Will We Really See A New Newt?
Judging House Speaker Newt Gingrich’s ethics case can - and should - await the report from the Committee on Standards of Official Conduct and the public hearings, whenever they take place. But you can begin now to understand the source and the context of the violations which the Georgia Republican has acknowledged. That may help illuminate the challenge the House faces in determining the appropriate punishment for its Speaker.
For Gingrich, the goal always has been power. The struggle began with his boyhood battles with his stepfather. Bob Gingrich said to his adopted son, “I make the rules. You break the rules, you lose a privilege.” He enforced his authority by lifting Newt and pinning him against the wall, his feet inches above the floor, suspended, helpless. But Gingrich fought back, because, as he once told Washington Post interviewers, “If you live your life as a hostage to everybody else’s decision, you either have to live a very narrow life or you have to spend a lot of time in pain.”

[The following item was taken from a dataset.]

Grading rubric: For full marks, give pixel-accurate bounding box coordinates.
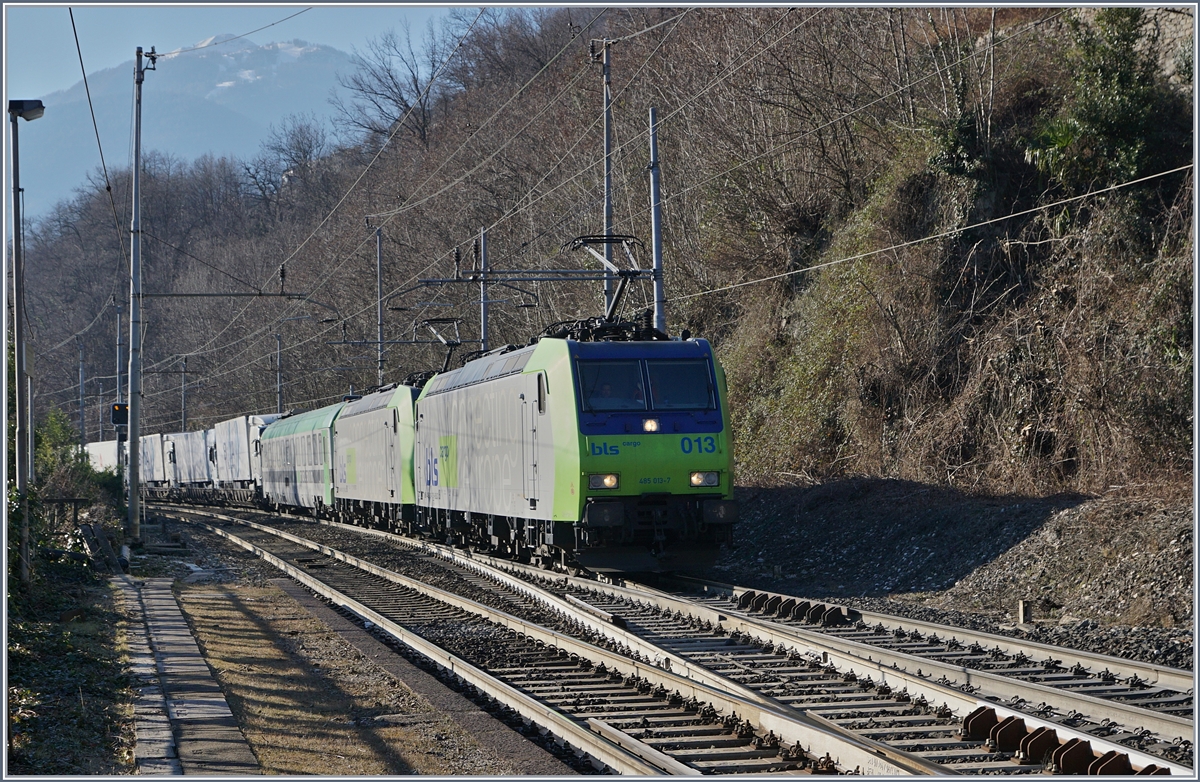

His family rebellion climaxed in a classic act of post-adolescent defiance. He decided at 19 that he would ignore his parents’ objections and marry his high school geometry teacher, who was seven years his elder. That marriage ended in divorce.
As a fledgling history teacher at a small Georgia college, when I first met him in the 1970s, Gingrich conceived a more ambitious plot. He would not only get himself elected to Congress but would lead the Republicans to overthrow Democratic control of the House. In a long career of interviewing candidates and congressmen whose imaginations never reached beyond the borders of their own district and the date of the next election, the audacity of Gingrich’s design was stunning.
It quickly became clear that the scale of his ambition was matched by the relentlessness - some would say recklessness - of his tactics. In a 1994 interview with The Washington Post, Gingrich said: “I think I am a transformational figure. I think … I’m so systematically purposeful about changing our world … (that) I’m a much tougher partisan than they’ve seen … much more intense, much more persistent, much more willing to take risks to get it done.”
He has persistently taken risks in the way he has financed his ambitions. It took him three campaigns to win election to the House. After two, he was broke, but he came up with a scheme in which supporters gave him $13,000, ostensibly to write a novel. The novel never got published, but Gingrich was elected and his backers wrote off the “investment” on their taxes.
Seven years later, he got another set of backers to put up $105,000 in an effort to promote his nonfiction book, “Window of Opportunity,” into a best seller. That too flopped and Gingrich said he had been “naive” in soliciting the funds. That is the same word he applied to himself last month in seeking to justify contradictory statements he gave the ethics committee about the financing of his televised college course and his other outside political activities.
The Democrats had run the House for 20 years when Gingrich began his revolutionary efforts. They held it for another 20 years before he succeeded in 1994. All along, he acted on the belief that he had to throw everything at them to have even a slight chance of success. His rhetoric was extreme; Democrats were always “corrupt.” He was consistently hawkish on ethics questions. Former Speaker Jim Wright was only the most famous of the Democrats he targeted. And he was equally energetic in creating vehicles outside the House - often tax- exempt foundations - to spread his revolutionary message to conservative activists and the public at large, all the time insisting that his operations were modeled on “how the modern left organizes power.”
Now his tactics have come back to haunt him. A penitent Gingrich has apologized to his colleagues and pledged to mend his ways. But this too is part of a pattern. In a profile written 25 months ago, on the eve of his becoming speaker, Post writers Dan Balz and Serge F. Kovaleski noted that Gingrich “is under enormous pressure, even from his closest friends and family, to modify his behavior. But he has heard the same criticism before, without much evidence of change. Nine years ago (in 1985), he was quoted as saying his emergence as a ‘famous person’ meant that he must ‘change my style. I will be somewhat less confrontational, and somewhat less abrasive in the future.”’
Now it is 12 years later and his colleagues must judge whether this is a man who can ever change his ways and gauge whether this lifelong rebel can learn to play by the rules.